Arizona Internet Evangelist Joshua Feuerstein could be facing felony charges after posting a YouTube video recording of a conversation he had with a Florida baker where he asked if she could make him a sheet cake displaying the words "We do not support gay marriage."
On April 1, Feuerstein called Cut the Cake bakery in Longwood, Florida, and asked owner Sharon Haller if she would make a cake and include the words "We do not support gay marriage." Haller initially thought the phone call was a prank. She then refused to make the cake saying, "We do not do that, sorry." She then quickly hung up the phone.
Considering the number of Christian-owned small businesses that have been sued, fined and received death threats for refusing to provide services for gay weddings, Feuerstein then spoke into the camera and offered his take on whether business owners should be forced to service events they believe to be morally wrong.
"It obviously violates her principles, so she doesn't feel like she should be forced to make the cake. And yet, there is all of this hoopla because Christian bakeries think that they shouldn't be forced," he explained. "We're getting to the place in America now where Christians are not allowed any form of freedom of speech."
"I love gay people. This is nothing against gay people," Feuerstein asserted. "This is about religious freedom."
After Feuerstein posted the video online, Haller told local media outlets that she received death threats for refusing to make the cake that Feuerstein asked for.
"People [are] telling us that we need to kill ourselves and all kinds of stuff, and we're just afraid for our business and our safety," Haller is quoted as saying to local media.
Feuerstein has since removed the video from YouTube.
Breitbart reports that Haller is considering taking Feuerstein to court because he never got her permission to publish their conversation.
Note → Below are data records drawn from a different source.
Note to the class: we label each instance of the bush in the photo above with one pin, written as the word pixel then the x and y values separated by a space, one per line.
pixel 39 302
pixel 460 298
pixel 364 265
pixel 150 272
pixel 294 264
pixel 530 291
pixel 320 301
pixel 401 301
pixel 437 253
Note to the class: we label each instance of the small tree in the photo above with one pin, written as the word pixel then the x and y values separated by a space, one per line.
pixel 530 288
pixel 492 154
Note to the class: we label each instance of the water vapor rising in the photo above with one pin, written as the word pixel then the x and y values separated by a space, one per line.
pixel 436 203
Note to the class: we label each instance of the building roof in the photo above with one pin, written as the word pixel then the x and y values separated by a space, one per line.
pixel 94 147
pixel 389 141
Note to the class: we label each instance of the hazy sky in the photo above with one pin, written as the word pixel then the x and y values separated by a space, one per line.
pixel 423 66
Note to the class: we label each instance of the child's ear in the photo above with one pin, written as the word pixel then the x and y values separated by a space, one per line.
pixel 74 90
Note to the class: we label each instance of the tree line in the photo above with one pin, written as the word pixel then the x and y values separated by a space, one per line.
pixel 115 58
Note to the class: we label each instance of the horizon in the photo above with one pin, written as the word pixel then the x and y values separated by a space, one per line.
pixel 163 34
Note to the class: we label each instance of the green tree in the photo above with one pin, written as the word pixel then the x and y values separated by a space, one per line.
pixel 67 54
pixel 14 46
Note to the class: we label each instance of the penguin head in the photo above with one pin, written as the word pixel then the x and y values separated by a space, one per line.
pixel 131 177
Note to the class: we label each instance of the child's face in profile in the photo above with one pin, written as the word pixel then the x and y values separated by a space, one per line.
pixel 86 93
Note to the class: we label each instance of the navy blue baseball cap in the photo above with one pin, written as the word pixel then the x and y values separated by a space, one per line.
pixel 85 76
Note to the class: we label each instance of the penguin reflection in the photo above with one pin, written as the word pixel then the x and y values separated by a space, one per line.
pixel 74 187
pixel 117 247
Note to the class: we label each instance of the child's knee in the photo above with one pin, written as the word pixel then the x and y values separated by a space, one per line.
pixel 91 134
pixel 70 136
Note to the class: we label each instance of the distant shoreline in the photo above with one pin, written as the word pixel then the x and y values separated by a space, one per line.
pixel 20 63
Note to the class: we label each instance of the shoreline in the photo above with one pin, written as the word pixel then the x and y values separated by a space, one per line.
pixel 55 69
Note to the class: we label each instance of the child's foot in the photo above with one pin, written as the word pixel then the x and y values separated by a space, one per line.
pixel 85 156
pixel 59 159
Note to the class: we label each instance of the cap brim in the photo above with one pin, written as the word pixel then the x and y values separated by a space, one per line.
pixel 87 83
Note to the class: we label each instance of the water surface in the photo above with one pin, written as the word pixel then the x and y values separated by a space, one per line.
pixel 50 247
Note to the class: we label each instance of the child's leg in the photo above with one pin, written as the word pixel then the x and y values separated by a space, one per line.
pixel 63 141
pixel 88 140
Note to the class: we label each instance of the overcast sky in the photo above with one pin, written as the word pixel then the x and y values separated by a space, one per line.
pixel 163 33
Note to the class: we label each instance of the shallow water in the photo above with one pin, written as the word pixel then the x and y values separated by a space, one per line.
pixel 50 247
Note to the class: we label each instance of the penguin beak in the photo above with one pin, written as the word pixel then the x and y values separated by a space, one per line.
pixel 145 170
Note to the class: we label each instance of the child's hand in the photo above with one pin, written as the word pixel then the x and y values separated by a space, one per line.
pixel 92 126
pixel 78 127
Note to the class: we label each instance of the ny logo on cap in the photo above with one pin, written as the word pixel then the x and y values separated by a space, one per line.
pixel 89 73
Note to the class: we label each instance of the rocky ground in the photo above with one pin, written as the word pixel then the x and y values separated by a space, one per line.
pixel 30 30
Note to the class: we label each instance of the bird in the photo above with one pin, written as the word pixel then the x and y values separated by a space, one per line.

Recording conversations without consent is a third-degree felony in the state of Florida and punishable by up to five years in prison, The Orlando Sentinel was told by a Sarasota-based lawyer.
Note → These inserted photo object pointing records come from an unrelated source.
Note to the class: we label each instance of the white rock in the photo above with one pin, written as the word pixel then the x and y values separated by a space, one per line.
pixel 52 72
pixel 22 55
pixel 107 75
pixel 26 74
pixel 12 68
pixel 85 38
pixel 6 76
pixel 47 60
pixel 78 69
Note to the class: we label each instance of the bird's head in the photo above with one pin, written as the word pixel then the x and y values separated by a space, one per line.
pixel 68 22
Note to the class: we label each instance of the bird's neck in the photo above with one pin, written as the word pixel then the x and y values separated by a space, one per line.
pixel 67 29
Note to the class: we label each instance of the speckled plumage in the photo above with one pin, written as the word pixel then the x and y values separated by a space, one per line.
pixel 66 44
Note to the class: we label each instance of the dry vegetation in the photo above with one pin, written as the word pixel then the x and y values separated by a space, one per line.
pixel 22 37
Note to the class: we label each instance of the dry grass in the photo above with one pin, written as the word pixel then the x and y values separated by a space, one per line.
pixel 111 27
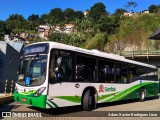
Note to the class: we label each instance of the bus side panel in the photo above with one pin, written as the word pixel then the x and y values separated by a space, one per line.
pixel 31 100
pixel 115 92
pixel 65 94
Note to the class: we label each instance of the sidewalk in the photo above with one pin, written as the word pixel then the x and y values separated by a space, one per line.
pixel 5 99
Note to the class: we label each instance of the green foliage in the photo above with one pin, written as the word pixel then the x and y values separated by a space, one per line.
pixel 56 16
pixel 69 14
pixel 154 8
pixel 133 32
pixel 131 5
pixel 97 10
pixel 97 42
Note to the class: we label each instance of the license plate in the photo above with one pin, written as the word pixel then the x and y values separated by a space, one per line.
pixel 24 99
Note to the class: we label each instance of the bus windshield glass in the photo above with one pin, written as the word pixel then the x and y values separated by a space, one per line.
pixel 32 70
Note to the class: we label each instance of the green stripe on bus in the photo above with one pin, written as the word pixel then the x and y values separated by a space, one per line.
pixel 53 103
pixel 128 91
pixel 49 105
pixel 76 99
pixel 102 97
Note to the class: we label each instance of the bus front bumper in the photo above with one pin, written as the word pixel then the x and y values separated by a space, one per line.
pixel 39 101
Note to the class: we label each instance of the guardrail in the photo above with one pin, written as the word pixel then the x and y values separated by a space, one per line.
pixel 145 52
pixel 6 84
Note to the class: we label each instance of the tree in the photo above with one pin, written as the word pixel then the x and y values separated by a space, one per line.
pixel 131 6
pixel 106 24
pixel 16 23
pixel 69 14
pixel 2 29
pixel 119 11
pixel 153 9
pixel 79 15
pixel 56 15
pixel 33 21
pixel 97 10
pixel 45 18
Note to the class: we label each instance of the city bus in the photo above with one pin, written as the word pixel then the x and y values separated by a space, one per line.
pixel 53 75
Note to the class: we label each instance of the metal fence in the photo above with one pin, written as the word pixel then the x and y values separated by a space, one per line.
pixel 7 87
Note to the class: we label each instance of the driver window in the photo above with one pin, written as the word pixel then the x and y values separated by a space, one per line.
pixel 60 66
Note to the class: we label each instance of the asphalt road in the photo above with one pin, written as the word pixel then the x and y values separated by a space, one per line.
pixel 130 109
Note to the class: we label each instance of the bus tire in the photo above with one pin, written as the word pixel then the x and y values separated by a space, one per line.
pixel 88 100
pixel 142 95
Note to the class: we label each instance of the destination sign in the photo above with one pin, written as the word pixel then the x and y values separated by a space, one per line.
pixel 37 48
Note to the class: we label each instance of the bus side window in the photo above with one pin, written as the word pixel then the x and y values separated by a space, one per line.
pixel 106 71
pixel 85 68
pixel 121 73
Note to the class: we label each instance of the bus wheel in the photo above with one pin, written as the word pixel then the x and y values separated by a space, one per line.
pixel 88 100
pixel 142 95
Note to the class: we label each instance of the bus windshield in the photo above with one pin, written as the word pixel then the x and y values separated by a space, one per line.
pixel 32 70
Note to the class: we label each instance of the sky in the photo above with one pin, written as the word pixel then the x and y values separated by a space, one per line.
pixel 29 7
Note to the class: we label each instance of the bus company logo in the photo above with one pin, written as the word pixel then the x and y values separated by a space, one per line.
pixel 101 88
pixel 106 89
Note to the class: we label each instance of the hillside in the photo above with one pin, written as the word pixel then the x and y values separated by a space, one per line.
pixel 133 34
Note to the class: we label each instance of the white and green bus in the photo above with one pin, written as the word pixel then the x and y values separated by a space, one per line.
pixel 53 75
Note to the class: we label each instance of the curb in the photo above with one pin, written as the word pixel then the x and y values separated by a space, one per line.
pixel 6 99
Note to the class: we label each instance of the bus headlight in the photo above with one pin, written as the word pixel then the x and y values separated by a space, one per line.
pixel 39 91
pixel 15 89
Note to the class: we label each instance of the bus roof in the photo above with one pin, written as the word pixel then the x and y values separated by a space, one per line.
pixel 94 53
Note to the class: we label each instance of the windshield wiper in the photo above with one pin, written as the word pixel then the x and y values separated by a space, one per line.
pixel 34 59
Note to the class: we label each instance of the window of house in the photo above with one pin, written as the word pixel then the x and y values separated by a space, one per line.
pixel 105 71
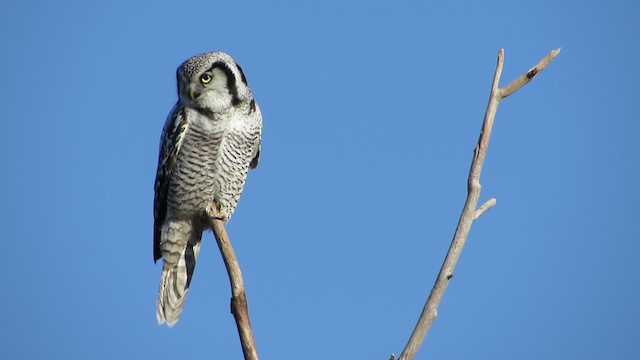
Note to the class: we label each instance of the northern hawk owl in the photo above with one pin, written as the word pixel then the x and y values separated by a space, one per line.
pixel 210 140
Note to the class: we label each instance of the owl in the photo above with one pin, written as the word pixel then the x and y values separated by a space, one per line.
pixel 209 142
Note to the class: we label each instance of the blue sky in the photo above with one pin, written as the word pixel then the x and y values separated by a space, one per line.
pixel 371 112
"The same statute that criminalizes recording phone calls also criminalizes posting it and publishing it," Andrea Flynn Mogensen, a lawyer who specializes in civil-liberty cases, said.
Breitbart also reports that Haller has inquired with the FBI as to whether Feuerstein can be charged with a hate crime.
But Haller is not the only one receiving death threats over this exchange, as Feuerstein wrote on Facebook that he has also received death threats, and he and his family have left town for protection after Haller told News 13 that Feuerstein asked her to make a cake that says, "I hate gays."
"He gave credit card information and he said he wants written on the cake, 'I hate gays,'" Haller is quoted as saying to the media outlet.
Feuerstein told one Orlando news channel that he never meant to cause any harm toward Haller and was just filming to see if a "double standard" exists.
"I wanted to see if it was actually a double standard; if a gay-friendly bakery and one that advertised themselves as so on pro-LGBT wedding sites would actually bake a cake that went against their principles," Feuerstein said.